Politique

Assemblée nationale : quatre projets de lois reçus

Déposés lors de la plénière de vendredi au Palais de verre de Ngoa-Ekelle, l’un d’eux régit l’activité postale, alors que les trois autres permettront au président de la République de ratifier des traités internationaux.

La séance plénière de vendredi à l’Assemblée nationale, que dirigeait le président de la chambre, Cavaye Yéguié Djibril était consacrée au dépôt de quatre projets de lois. Soumis par le gouvernement, lesdits textes ont des visées différentes. Le plus important de ces textes, du moins de part son volume, veut mieux organiser le secteur postal au Cameroun, tandis que les trois autres permettront au président de la République de ratifier des accords internationaux.
De manière détaillée, en ce qui concerne le projet de loi relatif au secteur postal, il ambitionne, à la lumière de ses 101 articles,  de régir cette activité qui se pose comme l’un des piliers de la croissance économique et du développement durable, au regard de sa transversalité. Et comment ? A travers cette loi, le gouvernement entend se donner les moyens de redéployer sa stratégie de développement de ce secteur d’activités. 

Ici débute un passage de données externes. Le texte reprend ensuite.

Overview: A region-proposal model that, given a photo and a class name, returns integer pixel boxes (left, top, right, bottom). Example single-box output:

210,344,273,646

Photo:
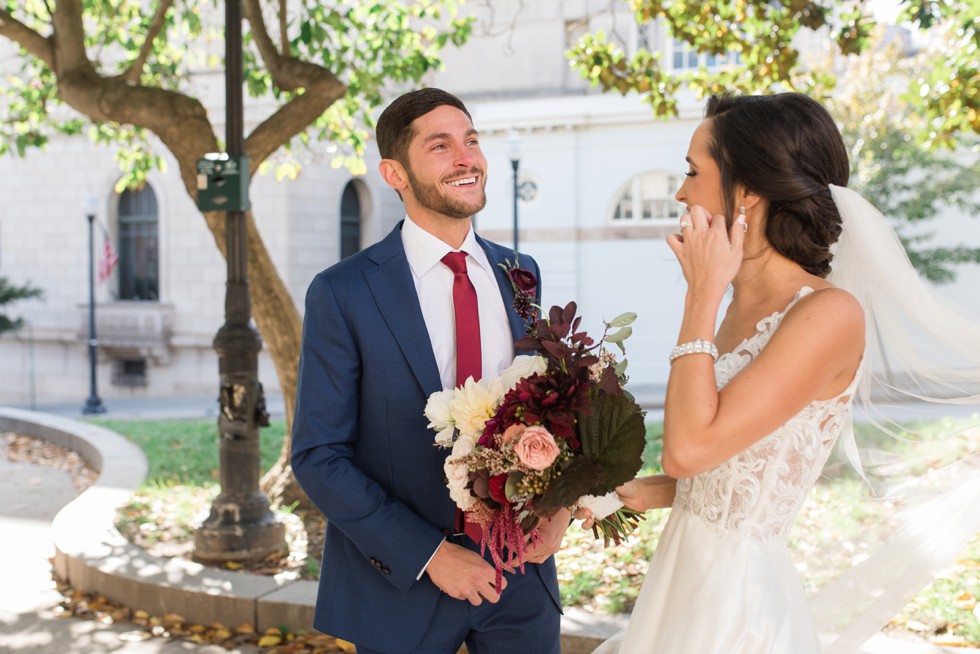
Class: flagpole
82,195,106,415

Tout ceci est consécutif aux défaillances relevées. On peut entre autres évoquer : l’appropriation et l’intégration déficitaires des technologies de l’information et de la communication, « la prolifération des opérateurs exerçant des activités à plus-value postale, à l’instar des services de messagerie, e-mail et d’expédition ». A tout cela, il faut ajouter, la mauvaise organisation, « avec la présence de plusieurs opérateurs privés évoluant dans l’informel ». Autant d’insuffisances qui font que les coûts imputables au service postal universel ont acquis un caractère structurellement déficitaire. Ce projet de loi a été soumis à la Commission de la production et des échanges de l’Assemblée nationale.

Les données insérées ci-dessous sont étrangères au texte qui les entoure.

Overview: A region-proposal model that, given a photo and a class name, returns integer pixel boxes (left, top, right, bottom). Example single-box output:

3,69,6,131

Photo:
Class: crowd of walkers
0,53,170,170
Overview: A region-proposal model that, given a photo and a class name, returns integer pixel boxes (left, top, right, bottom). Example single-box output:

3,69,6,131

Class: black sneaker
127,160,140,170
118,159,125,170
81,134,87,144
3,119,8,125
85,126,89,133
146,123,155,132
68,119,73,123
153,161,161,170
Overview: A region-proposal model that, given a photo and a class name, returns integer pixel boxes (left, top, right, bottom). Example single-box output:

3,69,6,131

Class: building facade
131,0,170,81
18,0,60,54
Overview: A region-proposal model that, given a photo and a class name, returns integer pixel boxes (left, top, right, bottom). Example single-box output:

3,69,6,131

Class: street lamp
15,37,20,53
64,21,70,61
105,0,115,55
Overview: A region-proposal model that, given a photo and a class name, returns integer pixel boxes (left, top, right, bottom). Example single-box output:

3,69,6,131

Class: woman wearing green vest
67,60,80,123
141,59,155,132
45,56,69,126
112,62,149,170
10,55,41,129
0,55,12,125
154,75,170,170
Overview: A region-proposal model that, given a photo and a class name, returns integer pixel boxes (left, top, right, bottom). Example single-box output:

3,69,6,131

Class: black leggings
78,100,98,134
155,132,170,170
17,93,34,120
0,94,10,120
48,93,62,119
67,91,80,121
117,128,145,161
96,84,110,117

Le deuxième projet de loi soumis à l’examen des députés visait à « autoriser le président de la République à procéder à l’adhésion du Cameroun à la Convention internationale pour le contrôle et la gestion des eaux de ballast et sédiments des navires ». En ratifiant ce protocole adopté en 2004 à Londres le Cameroun, qui dispose désormais de deux ports dédiés à l’activité commerciale intense, sera rassuré de son secteur de transport maritime. Il sera moins dangereux et respectueux de l’environnement. Car, cette plateforme adopte diverses normes en matière de sécurité et de sûreté maritimes, d’efficacité  de la navigation, de prévention et de pollution par les navires. Le troisième projet de loi, devra autoriser le chef de l’Etat à ratifier « le Traité révisé de la conférence interafricaine de la prévoyance sociale ». En le ratifiant, le Cameroun, engagé depuis un certain temps dans les réformes sur la sécurité sociale, pourra mieux rationaliser « son système de sécurité sociale et améliorer la compétence des gestionnaires de la protection sociale ». Bien plus, cet instrument commun à 14 pays d’Afrique francophone adopté en 2014 à Abidjan, permettra d’arrimer la CNPS aux standards internationaux, indique l’exposé des motifs. 

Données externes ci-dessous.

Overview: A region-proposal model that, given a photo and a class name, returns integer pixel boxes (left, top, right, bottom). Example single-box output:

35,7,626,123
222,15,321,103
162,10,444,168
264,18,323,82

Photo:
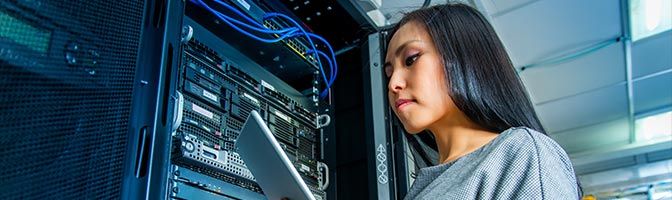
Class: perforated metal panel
0,0,144,199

En revanche, le dernier texte vise à autoriser le président de la République à ratifier « le Traité révisé instituant la Communauté économique des Etats de l’Afrique centrale (CEEAC) ». En tant que signataire de ce Traité révisé en décembre 2019, à Libreville, au Gabon, le Cameroun doit souscrire à la procédure de ratification, tel que l’exige l’article 112 dudit Traité. Ainsi, en y adhérant, le pays pourra présenter des candidatures aux postes de responsabilités au sein de la CEEAC. Ces trois projets de loi seront examinés par la Commission des Affaires étrangères.